Unnamed: 0_level_0,Accuracy,Precision,Recall,F1 Score
Model,Unnamed: 1_level_1,Unnamed: 2_level_1,Unnamed: 3_level_1,Unnamed: 4_level_1
Logistic Regression,0.798883,0.8,0.637681,0.709677
SVM,0.854749,0.877193,0.724638,0.793651
Decision Tree,0.782123,0.714286,0.724638,0.719424
Random Forest,0.826816,0.787879,0.753623,0.77037


### Inference

The comparison of machine learning models for Titanic survival prediction highlights some key insights. 

1. **Accuracy**: SVM achieves the highest accuracy at 85.47%, closely followed by Random Forest at 81.01%. This indicates that SVM has the best overall correct prediction rate, suggesting its effectiveness in classifying passengers as survivors or non-survivors.

2. **Precision**: SVM also outperforms the other models in precision, with a score of 87.72%. This indicates that SVM is highly accurate when it predicts survival; it minimizes false positives, which is crucial in this context as it means fewer non-survivors being misclassified as survivors.

3. **Recall**: SVM again demonstrates strength in recall, indicating its ability to identify a significant portion of actual survivors among all survivors in the dataset. It achieves a recall of 72.46%, which means it captures a substantial portion of survivors.

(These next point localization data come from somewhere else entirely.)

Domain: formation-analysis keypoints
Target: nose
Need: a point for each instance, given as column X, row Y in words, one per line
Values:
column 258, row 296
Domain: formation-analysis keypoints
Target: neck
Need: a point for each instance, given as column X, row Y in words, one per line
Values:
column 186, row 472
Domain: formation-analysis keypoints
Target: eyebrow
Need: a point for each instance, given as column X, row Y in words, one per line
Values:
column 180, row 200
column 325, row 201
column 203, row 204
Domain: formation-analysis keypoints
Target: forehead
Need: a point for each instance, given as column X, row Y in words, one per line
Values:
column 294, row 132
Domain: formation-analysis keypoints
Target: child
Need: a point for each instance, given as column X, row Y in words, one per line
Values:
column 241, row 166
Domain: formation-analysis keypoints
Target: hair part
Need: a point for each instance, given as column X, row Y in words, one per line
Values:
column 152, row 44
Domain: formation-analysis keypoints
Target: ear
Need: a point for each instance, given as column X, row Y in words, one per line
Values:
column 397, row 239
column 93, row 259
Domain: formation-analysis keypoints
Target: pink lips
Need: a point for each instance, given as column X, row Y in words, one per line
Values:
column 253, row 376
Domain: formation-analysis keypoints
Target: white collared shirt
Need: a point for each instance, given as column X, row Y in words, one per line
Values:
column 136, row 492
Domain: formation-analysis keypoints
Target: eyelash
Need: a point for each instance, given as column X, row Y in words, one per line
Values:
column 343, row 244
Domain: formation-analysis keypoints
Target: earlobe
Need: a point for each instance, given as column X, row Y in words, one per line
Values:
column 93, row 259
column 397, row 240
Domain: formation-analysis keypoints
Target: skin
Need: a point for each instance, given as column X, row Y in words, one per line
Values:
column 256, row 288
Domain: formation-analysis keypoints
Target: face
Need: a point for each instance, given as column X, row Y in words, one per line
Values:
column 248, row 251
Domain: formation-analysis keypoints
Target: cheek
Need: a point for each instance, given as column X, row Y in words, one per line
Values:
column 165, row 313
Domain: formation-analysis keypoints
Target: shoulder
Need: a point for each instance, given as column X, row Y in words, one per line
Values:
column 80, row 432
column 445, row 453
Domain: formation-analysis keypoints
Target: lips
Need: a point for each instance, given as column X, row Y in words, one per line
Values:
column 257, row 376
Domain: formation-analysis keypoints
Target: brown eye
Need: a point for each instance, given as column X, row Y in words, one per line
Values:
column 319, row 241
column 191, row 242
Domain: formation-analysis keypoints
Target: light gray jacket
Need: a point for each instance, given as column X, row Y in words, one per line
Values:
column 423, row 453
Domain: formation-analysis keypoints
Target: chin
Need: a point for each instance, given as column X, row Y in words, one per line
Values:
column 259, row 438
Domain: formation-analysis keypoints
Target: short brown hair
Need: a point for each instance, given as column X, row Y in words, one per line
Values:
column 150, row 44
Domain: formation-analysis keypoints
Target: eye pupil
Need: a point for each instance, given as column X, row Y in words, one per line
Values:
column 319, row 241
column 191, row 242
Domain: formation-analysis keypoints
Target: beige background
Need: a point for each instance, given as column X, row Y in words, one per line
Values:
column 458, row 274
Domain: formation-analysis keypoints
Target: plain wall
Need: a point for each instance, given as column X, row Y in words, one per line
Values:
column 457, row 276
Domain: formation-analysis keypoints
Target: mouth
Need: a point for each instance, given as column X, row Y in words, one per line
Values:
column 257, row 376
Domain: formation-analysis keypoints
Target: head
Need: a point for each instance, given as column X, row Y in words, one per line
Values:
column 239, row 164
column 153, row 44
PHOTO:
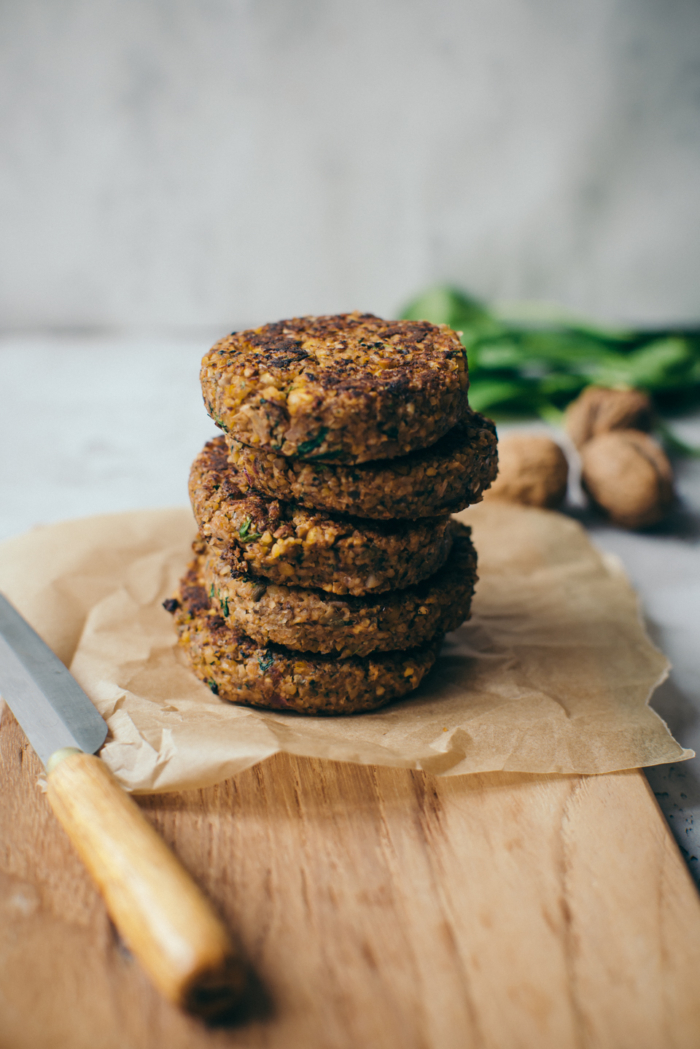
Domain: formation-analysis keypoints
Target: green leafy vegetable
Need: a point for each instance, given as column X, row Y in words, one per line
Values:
column 266, row 661
column 246, row 534
column 534, row 360
column 308, row 446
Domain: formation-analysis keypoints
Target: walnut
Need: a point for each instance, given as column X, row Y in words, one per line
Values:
column 599, row 410
column 532, row 470
column 627, row 473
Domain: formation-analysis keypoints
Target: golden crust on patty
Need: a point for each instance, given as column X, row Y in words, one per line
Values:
column 296, row 547
column 241, row 670
column 347, row 388
column 444, row 478
column 312, row 620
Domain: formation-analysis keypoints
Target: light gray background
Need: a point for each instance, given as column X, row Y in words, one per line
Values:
column 170, row 169
column 166, row 164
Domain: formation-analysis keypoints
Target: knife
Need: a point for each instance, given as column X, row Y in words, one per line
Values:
column 163, row 917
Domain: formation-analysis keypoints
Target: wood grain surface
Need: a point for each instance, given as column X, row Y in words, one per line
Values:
column 377, row 907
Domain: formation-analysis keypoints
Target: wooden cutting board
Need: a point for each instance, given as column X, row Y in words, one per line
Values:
column 377, row 907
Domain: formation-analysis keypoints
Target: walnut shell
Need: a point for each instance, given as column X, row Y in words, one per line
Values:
column 629, row 476
column 599, row 410
column 532, row 470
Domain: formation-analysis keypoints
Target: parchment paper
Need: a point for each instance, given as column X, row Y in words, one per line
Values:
column 553, row 672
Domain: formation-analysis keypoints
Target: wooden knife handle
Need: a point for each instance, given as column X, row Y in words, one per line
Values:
column 164, row 918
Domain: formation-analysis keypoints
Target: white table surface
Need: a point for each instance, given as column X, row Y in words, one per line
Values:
column 101, row 424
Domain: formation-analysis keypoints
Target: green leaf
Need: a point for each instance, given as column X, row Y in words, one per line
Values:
column 446, row 305
column 266, row 661
column 308, row 446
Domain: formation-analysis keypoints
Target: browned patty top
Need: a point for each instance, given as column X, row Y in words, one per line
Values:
column 352, row 387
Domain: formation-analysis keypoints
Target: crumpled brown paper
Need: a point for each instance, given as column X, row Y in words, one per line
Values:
column 552, row 673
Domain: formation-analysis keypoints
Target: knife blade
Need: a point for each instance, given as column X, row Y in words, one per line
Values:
column 48, row 703
column 163, row 917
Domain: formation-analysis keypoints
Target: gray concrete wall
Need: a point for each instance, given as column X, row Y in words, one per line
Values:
column 169, row 163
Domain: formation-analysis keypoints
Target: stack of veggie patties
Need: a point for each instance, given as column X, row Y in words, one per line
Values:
column 327, row 569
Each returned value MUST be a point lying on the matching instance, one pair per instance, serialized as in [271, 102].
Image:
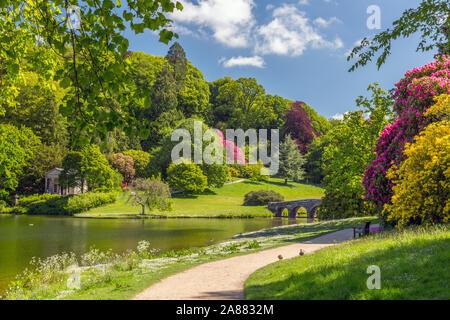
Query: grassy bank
[224, 202]
[413, 264]
[104, 275]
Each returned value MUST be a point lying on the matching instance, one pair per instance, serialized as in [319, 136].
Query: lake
[23, 237]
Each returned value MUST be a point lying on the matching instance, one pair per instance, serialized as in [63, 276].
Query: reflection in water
[23, 237]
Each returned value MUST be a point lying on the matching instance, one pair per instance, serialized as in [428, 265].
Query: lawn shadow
[280, 184]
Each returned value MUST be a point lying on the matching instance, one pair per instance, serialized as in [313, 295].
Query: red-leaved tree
[298, 125]
[124, 164]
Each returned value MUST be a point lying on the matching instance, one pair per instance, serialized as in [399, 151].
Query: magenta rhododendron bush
[414, 95]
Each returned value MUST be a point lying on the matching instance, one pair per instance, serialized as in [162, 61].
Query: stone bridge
[310, 205]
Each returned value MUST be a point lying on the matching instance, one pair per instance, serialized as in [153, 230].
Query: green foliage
[151, 193]
[430, 18]
[45, 158]
[248, 171]
[141, 160]
[186, 177]
[37, 108]
[177, 59]
[89, 62]
[314, 166]
[162, 156]
[124, 165]
[91, 166]
[422, 181]
[193, 97]
[262, 197]
[16, 149]
[52, 204]
[413, 265]
[349, 152]
[291, 161]
[216, 174]
[243, 103]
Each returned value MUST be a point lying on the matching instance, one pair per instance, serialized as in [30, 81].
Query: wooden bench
[361, 230]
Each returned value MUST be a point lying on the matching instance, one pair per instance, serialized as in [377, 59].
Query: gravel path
[224, 279]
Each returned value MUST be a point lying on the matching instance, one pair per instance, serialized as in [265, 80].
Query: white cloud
[321, 22]
[290, 33]
[255, 61]
[229, 20]
[355, 44]
[338, 116]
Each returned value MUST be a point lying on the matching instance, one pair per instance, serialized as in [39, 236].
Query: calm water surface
[24, 237]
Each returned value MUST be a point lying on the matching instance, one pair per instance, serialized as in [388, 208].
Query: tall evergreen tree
[291, 161]
[176, 56]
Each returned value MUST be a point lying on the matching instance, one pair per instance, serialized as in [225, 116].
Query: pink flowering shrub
[231, 148]
[414, 95]
[125, 165]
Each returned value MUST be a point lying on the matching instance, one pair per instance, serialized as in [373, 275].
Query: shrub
[216, 174]
[52, 204]
[124, 165]
[233, 172]
[141, 160]
[421, 185]
[152, 193]
[90, 200]
[414, 95]
[262, 197]
[249, 171]
[344, 205]
[186, 177]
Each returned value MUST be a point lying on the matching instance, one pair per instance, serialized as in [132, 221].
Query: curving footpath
[224, 279]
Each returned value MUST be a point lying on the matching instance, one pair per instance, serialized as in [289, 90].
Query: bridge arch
[310, 205]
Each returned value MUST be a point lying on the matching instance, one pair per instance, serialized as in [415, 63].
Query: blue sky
[296, 49]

4. **F1 Score**: SVM maintains its superiority in the F1 score, reflecting a balanced trade-off between precision and recall. It achieves an F1 score of 79.37%, which is indicative of its robust performance in predicting survival.

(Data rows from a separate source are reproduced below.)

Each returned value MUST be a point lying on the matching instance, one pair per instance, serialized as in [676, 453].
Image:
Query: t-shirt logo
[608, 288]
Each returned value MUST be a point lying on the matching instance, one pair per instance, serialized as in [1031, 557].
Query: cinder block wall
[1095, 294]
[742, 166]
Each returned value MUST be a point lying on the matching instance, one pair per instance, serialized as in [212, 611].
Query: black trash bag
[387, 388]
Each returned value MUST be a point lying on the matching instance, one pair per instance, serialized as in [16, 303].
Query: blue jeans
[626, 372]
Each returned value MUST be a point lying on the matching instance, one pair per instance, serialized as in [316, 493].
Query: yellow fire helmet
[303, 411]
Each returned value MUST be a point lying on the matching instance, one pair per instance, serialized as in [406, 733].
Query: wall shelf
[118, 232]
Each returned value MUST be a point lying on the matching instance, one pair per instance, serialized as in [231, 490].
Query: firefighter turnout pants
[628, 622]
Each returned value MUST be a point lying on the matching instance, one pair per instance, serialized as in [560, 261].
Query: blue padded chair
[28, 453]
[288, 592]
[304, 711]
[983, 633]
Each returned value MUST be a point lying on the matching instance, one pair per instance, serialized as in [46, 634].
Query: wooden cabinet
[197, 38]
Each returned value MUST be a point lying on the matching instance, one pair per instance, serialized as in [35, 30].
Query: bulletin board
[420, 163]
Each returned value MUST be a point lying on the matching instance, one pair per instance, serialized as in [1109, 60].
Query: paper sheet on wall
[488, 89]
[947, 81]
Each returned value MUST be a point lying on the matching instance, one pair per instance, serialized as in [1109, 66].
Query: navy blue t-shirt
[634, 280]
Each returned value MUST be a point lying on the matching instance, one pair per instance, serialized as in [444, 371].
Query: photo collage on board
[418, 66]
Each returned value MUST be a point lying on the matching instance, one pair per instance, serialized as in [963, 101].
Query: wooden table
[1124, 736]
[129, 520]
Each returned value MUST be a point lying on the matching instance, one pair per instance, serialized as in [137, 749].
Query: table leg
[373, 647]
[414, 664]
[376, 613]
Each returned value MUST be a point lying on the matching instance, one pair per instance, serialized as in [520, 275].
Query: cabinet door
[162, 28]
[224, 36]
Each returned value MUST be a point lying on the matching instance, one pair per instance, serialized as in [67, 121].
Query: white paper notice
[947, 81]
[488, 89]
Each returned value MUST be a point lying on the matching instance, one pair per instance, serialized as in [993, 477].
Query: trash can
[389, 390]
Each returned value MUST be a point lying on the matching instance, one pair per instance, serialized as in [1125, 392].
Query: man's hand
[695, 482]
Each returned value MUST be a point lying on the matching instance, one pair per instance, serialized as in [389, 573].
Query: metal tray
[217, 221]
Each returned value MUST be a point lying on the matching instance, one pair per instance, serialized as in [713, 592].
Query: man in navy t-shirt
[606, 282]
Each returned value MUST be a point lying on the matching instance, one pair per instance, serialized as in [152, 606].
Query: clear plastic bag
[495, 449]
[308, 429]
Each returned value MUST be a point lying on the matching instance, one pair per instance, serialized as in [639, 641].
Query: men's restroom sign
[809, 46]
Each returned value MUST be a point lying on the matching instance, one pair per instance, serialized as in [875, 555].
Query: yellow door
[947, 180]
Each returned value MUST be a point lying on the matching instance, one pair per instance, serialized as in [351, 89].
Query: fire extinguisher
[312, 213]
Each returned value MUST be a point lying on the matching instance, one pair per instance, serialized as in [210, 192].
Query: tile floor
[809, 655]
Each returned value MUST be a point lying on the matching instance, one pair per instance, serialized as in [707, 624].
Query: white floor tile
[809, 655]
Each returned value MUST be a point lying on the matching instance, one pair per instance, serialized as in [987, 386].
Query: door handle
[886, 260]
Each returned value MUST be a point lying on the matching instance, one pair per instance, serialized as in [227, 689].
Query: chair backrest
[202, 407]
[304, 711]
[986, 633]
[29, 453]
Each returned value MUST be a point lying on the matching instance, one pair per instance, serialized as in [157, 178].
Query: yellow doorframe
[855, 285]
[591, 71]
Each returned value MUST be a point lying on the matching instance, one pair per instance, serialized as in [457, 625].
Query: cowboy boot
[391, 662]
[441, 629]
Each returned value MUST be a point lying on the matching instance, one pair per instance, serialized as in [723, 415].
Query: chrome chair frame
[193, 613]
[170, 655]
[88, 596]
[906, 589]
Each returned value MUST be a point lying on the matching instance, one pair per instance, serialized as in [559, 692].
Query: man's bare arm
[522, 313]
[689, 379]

In summary, SVM emerges as the top-performing model in this context, excelling in accuracy, precision, recall, and F1 score. This suggests that SVM is a strong candidate for predicting Titanic survival based on the provided dataset, offering valuable insights into the factors influencing passenger survival rates.